Anónimo - Papa Clemente XI
Na Apresentação, que Frederico Lourenço antepõe ao primeiro volume da
sua tradução da Bíblia do grego, é chamada a atenção para uma situação que, ainda
hoje, nos ajuda a compreender uma clausura cultural que encerra Portugal
num ainda não ultrapassado paroquialismo. O tradutor sublinha que o século
XVIII não foi um tempo muito propício para a leitura individual da Bíblia nos
países católicos. Em 1713, o papa
Clemente XI, na bula Unigenitus (§§
79,80), estabeleceu como falsa a ideia de que todos os cristãos têm vantagem em
ler a Bíblia e explicitou, ainda que o acesso à leitura da Bíblia não deve ser
outorgado a qualquer pessoa. De certa forma, a Bíblia, nos países católicos, entrou para o próprio Índex. Uma das consequências, em Portugal, desta
posição papal resultou na interdição de publicar no nosso país, em pleno Século
das Luzes, a primeira tradução portuguesa da Bíblia, por João Ferreira de
Almeida, levada a cabo ainda no século XVII.

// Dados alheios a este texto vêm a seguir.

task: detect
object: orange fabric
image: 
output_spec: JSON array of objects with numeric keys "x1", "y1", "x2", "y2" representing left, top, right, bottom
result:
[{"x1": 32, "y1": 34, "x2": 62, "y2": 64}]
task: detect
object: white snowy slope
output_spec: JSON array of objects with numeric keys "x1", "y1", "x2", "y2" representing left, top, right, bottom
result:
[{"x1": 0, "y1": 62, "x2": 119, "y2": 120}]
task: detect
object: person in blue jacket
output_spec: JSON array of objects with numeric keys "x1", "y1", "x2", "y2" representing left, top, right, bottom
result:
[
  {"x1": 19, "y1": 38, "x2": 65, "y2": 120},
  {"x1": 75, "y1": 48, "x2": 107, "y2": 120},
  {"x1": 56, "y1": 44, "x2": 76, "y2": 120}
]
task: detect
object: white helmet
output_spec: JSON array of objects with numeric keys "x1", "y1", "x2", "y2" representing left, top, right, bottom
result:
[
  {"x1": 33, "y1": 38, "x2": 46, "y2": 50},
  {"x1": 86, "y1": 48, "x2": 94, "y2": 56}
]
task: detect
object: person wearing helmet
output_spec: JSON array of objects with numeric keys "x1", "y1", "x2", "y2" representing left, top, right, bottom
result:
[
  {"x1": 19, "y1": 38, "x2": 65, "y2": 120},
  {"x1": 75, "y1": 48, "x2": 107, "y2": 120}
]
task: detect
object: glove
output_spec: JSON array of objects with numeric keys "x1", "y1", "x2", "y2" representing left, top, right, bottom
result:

Esta pequena história, aliada à nossa localização periférica na Europa,
diz-nos muito sobre a decadência cultural e o fechamento do país, os quais não
deixam de se sentir ainda hoje, como, por exemplo, no desprezo com que a
direita portuguesa tratou a questão dos quadros de Joan Miró ou, a dificuldade
da esquerda, mas também da direita nacional, em valorizar o papel do indivíduo
e da sua iniciativa.
A oposição da Igreja Católica à leitura individual da Bíblia tem de
imediato duas consequências. Vai atrasar, até aos dias de hoje, três séculos
passados, o processo de escolarização dos portugueses. Por muito que certos
corifeus do partido da anti-escolarização continuem a indignar-se e a gritar
contra a importância dada à educação, a verdade é que o pouco relevo da
educação escolar em Portugal, nos últimos 300 anos – as excepções são a I
República e o regime democrático pós-25 de Abril –, é uma das causas do nosso
persistente atraso. Uma outra consequência não é menos devastadora. A leitura
individual da Bíblia poderia ter sido, naqueles dias, um factor de desenvolvimento
de uma consciência individual crítica, capaz de autonomia e, por isso mesmo,
capaz de iniciativa. Capaz também de cortar com uma cultura de protecção de amigos e
famílias (onde se incluem as políticas), quando não de quadrilha. A Igreja Católica mudou de posição, o Estado português começou a levar a sério a educação, mas o tipo da cultura herdada daqueles dias contínua a pesar sobre todos nós.